The year that followed was filled with confusion, anguish, and denial. But I finally came to terms with Bob’s diagnosis and began putting together the support system we needed, which included enrolling Bob in a day care program. In the process, we met with Kate, a nurse and case manager in our health care system. Based on Kate’s advice, we completed a document called POLST, P-O-L-S-T, or physician’s order for life support.
Bob and I had heard about POLST from a guest speaker at an Alzheimer’s support group. In a medical emergency, POLST gives specific directions for first responders about the level of medical intervention we would want to keep on living.
For example, if we were unconscious and had no pulse or stopped breathing, would we elect CPR, or would we want to allow a natural death, also known as DNR, or “do not resuscitate”? If we were alive, but couldn’t make decisions about treatments for our condition, would we prefer comfort measures only—for example, using medication only to relieve pain and suffering—or limited treatments such as IV fluids or antibiotics? Would we want to be intubated, or not? Or, at the highest level of intervention, would we choose full treatment—everything medicine can offer?
The signed POLST documents, one for each of us, became a part of our health record. A copy was kept in a place where first responders would know to look on an emergency call. In the case of our community, that place is one of the shelves on the inside of our refrigerator door. I also made sure each and every home care person and member of our family was aware that we had a POLST document, and knew where to find it.
By completing the advance health directives and POLST forms ahead of time, we had the benefit of clear thinking and thoughtful analysis of our options, which might be very difficult during a health emergency. We also relieved our loved ones, as educated as they might be, of the burden of making these difficult decisions with little knowledge about our wishes.

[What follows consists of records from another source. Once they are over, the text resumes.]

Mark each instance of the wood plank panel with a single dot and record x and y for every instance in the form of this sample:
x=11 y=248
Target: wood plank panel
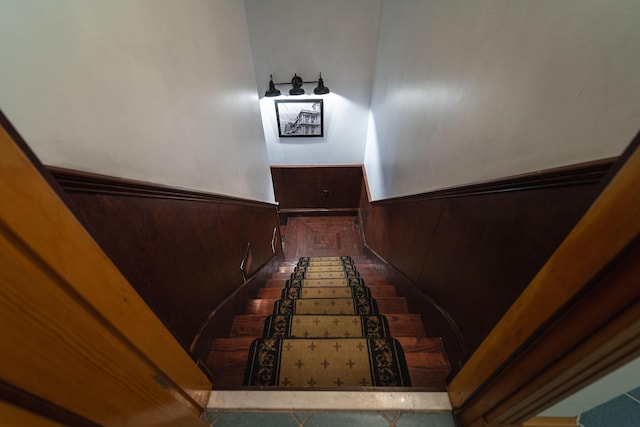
x=471 y=251
x=323 y=236
x=299 y=187
x=576 y=321
x=610 y=224
x=72 y=323
x=13 y=416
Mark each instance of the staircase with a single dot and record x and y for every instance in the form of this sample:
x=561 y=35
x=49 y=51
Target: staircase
x=425 y=357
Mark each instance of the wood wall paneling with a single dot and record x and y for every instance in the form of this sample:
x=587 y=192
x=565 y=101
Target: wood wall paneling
x=75 y=333
x=302 y=187
x=577 y=320
x=181 y=251
x=473 y=250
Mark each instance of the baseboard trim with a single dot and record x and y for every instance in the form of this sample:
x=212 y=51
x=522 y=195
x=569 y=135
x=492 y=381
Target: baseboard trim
x=244 y=400
x=319 y=212
x=551 y=422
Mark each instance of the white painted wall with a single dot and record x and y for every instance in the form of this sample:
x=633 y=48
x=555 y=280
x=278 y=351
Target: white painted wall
x=335 y=37
x=156 y=90
x=469 y=90
x=618 y=382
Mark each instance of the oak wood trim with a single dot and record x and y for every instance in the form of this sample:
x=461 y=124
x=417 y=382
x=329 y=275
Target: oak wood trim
x=606 y=232
x=44 y=240
x=577 y=174
x=37 y=405
x=13 y=416
x=551 y=422
x=75 y=181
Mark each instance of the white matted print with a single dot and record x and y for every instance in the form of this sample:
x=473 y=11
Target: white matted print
x=302 y=118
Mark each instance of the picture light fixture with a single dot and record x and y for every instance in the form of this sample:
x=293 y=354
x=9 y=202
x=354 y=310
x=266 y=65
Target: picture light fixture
x=296 y=83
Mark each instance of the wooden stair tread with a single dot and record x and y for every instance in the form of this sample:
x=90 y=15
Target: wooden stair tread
x=391 y=305
x=368 y=281
x=400 y=325
x=376 y=292
x=428 y=367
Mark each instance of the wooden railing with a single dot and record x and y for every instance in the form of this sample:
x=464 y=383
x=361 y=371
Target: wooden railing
x=578 y=319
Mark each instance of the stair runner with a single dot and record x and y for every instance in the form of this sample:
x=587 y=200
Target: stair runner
x=326 y=331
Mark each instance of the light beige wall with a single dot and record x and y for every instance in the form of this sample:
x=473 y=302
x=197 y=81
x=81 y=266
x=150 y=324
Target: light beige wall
x=335 y=37
x=155 y=90
x=471 y=90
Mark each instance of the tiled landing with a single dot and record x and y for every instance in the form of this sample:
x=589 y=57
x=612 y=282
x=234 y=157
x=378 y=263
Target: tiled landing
x=623 y=411
x=313 y=419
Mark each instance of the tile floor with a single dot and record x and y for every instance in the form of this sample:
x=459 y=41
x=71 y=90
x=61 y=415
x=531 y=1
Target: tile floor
x=337 y=419
x=622 y=411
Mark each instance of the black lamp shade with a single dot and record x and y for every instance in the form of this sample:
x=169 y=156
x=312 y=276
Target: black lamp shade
x=272 y=91
x=296 y=82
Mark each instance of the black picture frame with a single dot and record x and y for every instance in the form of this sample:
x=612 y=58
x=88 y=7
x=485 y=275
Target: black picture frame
x=302 y=118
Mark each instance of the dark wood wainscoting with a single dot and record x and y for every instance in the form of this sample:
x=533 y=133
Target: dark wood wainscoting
x=181 y=250
x=472 y=250
x=313 y=189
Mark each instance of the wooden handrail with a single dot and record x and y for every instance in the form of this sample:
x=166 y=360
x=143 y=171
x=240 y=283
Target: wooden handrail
x=608 y=230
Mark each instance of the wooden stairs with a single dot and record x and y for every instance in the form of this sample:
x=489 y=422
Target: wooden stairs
x=426 y=358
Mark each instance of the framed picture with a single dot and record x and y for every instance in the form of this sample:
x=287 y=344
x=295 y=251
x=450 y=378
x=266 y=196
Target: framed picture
x=296 y=119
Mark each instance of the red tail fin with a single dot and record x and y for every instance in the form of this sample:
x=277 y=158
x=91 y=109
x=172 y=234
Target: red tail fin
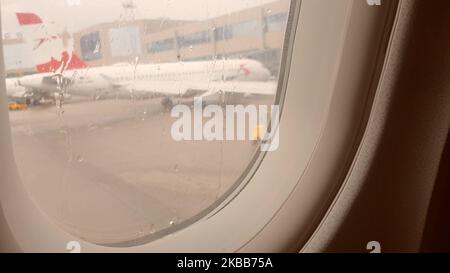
x=28 y=19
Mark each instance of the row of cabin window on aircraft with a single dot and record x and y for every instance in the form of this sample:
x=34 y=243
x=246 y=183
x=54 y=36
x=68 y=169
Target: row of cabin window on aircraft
x=251 y=28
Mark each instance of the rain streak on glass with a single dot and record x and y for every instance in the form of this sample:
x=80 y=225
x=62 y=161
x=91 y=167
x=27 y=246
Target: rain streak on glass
x=90 y=105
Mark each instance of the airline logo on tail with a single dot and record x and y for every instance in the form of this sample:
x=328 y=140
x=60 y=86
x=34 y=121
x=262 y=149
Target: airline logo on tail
x=59 y=64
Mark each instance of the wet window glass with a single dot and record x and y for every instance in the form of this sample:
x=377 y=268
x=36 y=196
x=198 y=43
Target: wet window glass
x=143 y=115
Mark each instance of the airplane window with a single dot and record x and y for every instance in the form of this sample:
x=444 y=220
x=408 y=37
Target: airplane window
x=104 y=110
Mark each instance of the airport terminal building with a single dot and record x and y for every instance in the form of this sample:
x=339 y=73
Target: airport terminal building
x=256 y=33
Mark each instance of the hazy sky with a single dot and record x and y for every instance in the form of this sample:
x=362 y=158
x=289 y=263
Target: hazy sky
x=68 y=14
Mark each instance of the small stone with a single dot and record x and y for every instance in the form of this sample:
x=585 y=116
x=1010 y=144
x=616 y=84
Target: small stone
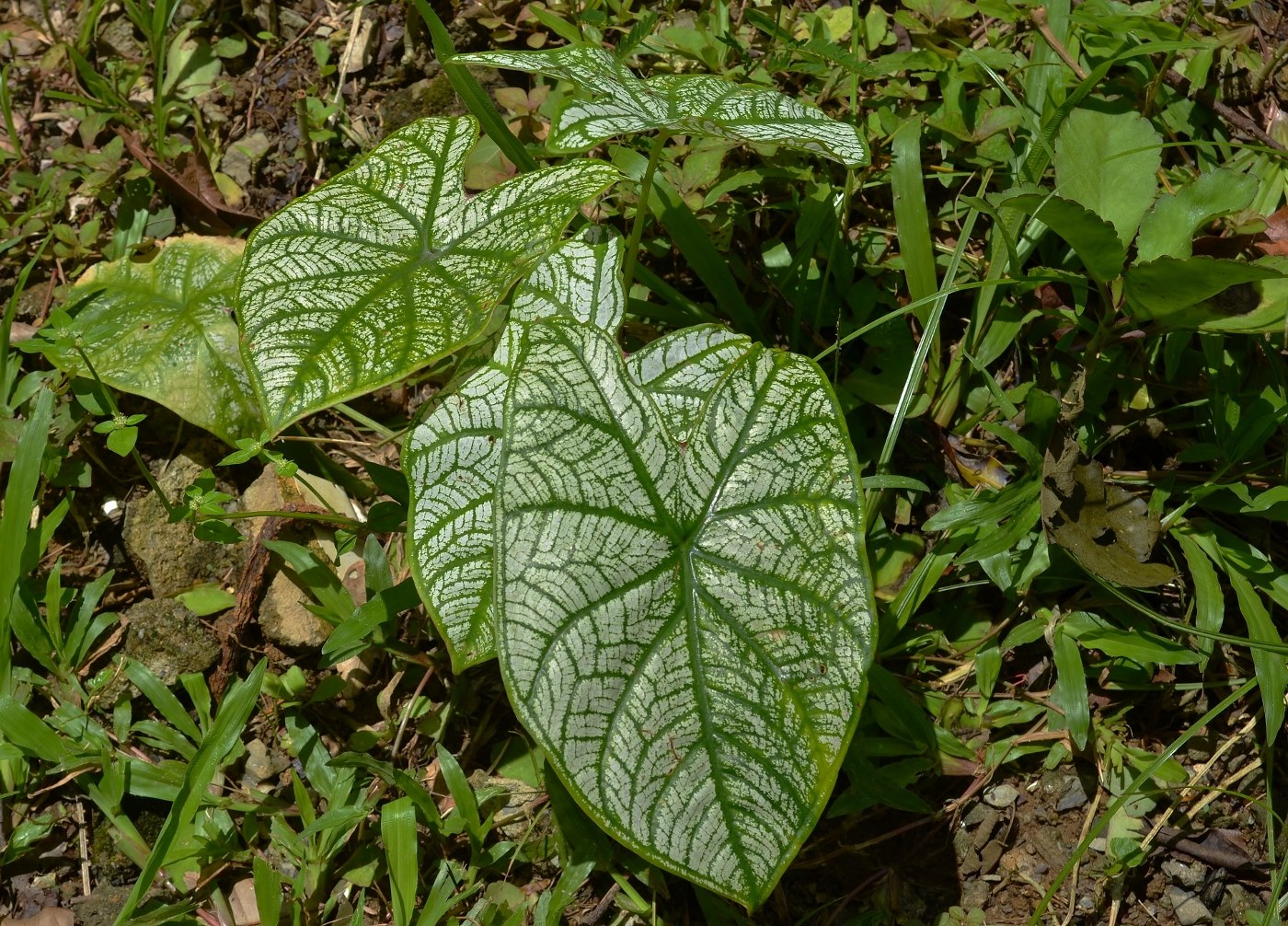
x=1189 y=909
x=167 y=555
x=989 y=855
x=984 y=832
x=1001 y=796
x=1075 y=797
x=261 y=764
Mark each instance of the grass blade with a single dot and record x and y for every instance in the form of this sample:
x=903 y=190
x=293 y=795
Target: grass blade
x=911 y=220
x=19 y=499
x=472 y=93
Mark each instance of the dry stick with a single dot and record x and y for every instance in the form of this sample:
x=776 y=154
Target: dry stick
x=1056 y=45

Bob’s diagnosis triggered yet another action. On the advice of our care manager, I had a candid talk with Bob while he was still high-functioning, clinically speaking. Together, we saw the estate attorney again, this time to update our trust and to name me as the sole trustee—the one who would make all decisions related to our wills and our assets. This was an emotional moment. I felt pangs of sadness watching Bob relinquish his power and sign away all of his possessions. At the same time, I was deeply touched by the strength of our marriage and Bob’s unconditional trust in me to make the right decisions for him, for me, and for our heirs.

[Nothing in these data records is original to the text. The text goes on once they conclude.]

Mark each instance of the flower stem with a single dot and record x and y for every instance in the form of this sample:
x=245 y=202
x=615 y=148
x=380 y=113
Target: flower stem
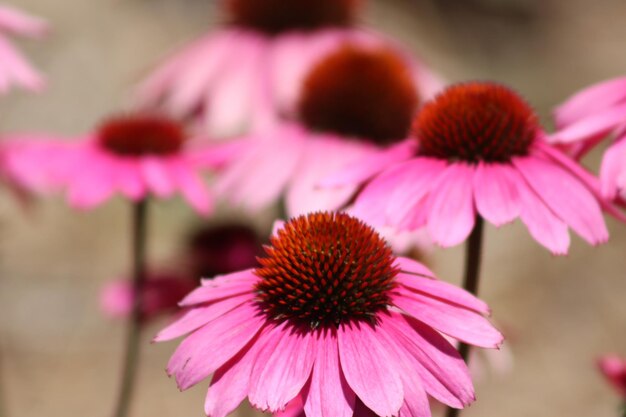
x=134 y=326
x=473 y=253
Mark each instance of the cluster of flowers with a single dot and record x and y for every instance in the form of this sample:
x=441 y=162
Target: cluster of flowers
x=367 y=149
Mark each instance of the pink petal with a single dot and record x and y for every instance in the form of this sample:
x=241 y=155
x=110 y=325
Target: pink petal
x=221 y=287
x=495 y=192
x=589 y=180
x=590 y=127
x=591 y=100
x=230 y=384
x=542 y=223
x=452 y=216
x=199 y=316
x=362 y=170
x=274 y=158
x=439 y=366
x=231 y=104
x=329 y=394
x=210 y=347
x=409 y=194
x=409 y=266
x=321 y=156
x=444 y=291
x=278 y=380
x=568 y=198
x=613 y=168
x=155 y=174
x=457 y=322
x=369 y=370
x=415 y=400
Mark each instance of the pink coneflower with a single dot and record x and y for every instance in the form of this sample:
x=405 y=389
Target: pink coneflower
x=355 y=102
x=589 y=117
x=329 y=316
x=14 y=70
x=137 y=156
x=478 y=150
x=614 y=370
x=241 y=77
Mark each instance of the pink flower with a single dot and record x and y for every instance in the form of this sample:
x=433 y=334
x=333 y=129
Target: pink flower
x=136 y=156
x=614 y=370
x=160 y=294
x=242 y=77
x=332 y=318
x=14 y=70
x=478 y=150
x=355 y=102
x=591 y=116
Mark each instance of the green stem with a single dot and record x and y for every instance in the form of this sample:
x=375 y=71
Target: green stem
x=134 y=326
x=470 y=282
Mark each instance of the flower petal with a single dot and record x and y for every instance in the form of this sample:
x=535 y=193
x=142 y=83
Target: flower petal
x=452 y=215
x=278 y=380
x=442 y=370
x=199 y=316
x=208 y=348
x=444 y=291
x=329 y=394
x=365 y=366
x=221 y=287
x=453 y=320
x=495 y=192
x=567 y=197
x=230 y=384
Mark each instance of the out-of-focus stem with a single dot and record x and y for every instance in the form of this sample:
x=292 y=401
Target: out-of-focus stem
x=131 y=359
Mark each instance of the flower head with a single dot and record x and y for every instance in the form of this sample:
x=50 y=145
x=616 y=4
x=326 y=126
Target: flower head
x=331 y=318
x=356 y=101
x=14 y=70
x=614 y=370
x=258 y=64
x=137 y=156
x=478 y=149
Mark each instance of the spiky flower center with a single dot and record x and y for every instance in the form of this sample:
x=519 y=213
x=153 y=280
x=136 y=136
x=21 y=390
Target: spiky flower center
x=324 y=269
x=276 y=16
x=474 y=122
x=141 y=135
x=366 y=93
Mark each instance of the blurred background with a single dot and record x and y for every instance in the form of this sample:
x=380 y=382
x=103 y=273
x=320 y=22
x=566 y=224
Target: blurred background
x=61 y=357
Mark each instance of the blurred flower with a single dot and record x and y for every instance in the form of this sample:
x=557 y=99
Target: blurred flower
x=298 y=326
x=134 y=155
x=589 y=117
x=354 y=102
x=614 y=370
x=478 y=149
x=14 y=70
x=160 y=294
x=223 y=249
x=242 y=77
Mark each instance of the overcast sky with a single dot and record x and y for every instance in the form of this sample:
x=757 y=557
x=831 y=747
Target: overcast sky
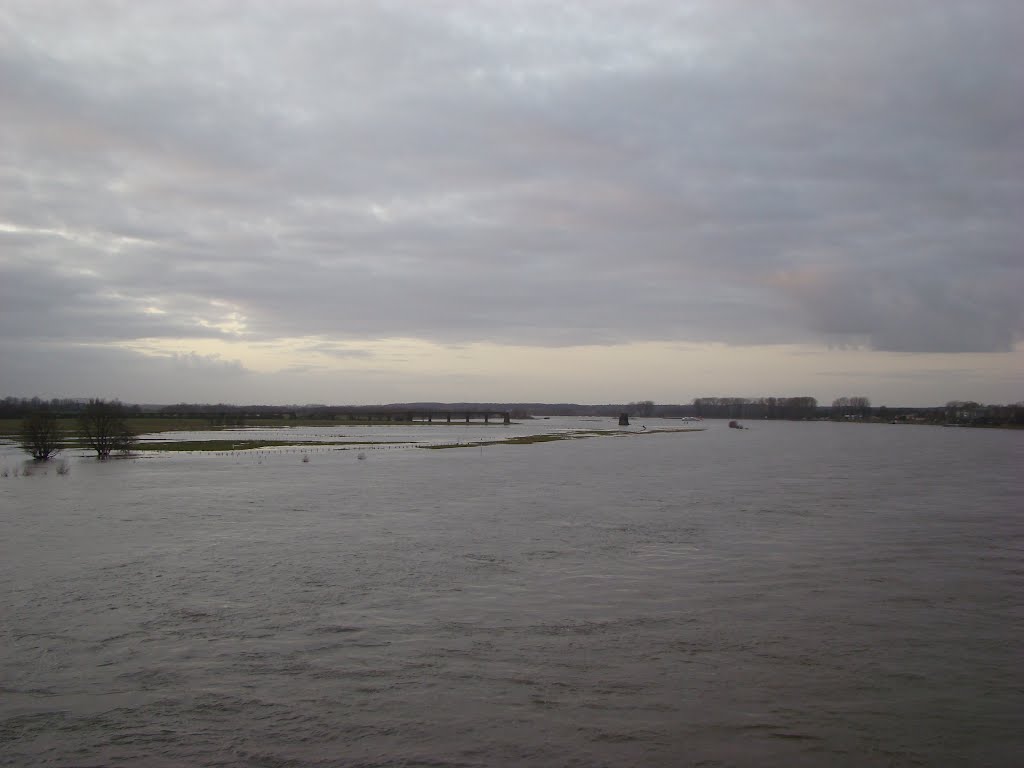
x=510 y=201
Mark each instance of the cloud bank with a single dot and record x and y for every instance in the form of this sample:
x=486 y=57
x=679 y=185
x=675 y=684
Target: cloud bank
x=515 y=173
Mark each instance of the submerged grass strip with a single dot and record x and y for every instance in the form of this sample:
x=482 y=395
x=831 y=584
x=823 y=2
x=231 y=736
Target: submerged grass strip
x=552 y=436
x=215 y=445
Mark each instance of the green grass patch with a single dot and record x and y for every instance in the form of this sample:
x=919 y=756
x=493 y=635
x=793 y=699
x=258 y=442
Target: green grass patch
x=225 y=445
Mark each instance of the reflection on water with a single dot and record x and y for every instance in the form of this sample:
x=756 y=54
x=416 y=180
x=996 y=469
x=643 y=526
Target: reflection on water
x=792 y=594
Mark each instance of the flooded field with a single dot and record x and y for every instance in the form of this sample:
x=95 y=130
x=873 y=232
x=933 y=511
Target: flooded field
x=792 y=594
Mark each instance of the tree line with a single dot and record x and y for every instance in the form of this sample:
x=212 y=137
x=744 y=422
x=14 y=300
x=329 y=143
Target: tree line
x=100 y=425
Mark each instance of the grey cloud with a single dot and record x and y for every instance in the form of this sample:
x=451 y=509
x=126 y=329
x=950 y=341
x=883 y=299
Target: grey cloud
x=531 y=173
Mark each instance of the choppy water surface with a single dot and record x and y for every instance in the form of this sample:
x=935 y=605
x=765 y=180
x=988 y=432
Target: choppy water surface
x=793 y=594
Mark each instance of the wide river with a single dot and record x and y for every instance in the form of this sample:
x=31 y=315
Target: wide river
x=794 y=594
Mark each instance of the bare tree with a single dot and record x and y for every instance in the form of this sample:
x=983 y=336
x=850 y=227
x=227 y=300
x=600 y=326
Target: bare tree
x=103 y=428
x=40 y=435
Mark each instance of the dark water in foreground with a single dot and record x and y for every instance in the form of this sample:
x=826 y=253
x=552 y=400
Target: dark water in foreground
x=795 y=594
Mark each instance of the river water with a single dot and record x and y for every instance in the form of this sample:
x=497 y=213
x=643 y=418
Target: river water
x=791 y=594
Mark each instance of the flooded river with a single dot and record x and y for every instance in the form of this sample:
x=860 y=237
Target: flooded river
x=792 y=594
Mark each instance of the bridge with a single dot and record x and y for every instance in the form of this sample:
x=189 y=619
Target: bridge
x=399 y=415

Looking back, I am grateful we had the forethought to complete the wills, the advance health directives, and POLST. Having them in place makes me feel more secure, and I also see them as important tools. Going through the process of completing them helped us take the time to face realities and look ahead. They helped us reflect on our priorities. They gave us a sense of power to make key decisions, during a time when our lives were overtaken by a disease we couldn’t control. Today, in the hands of the next generation, they are road maps to help navigate the inevitable changes to come.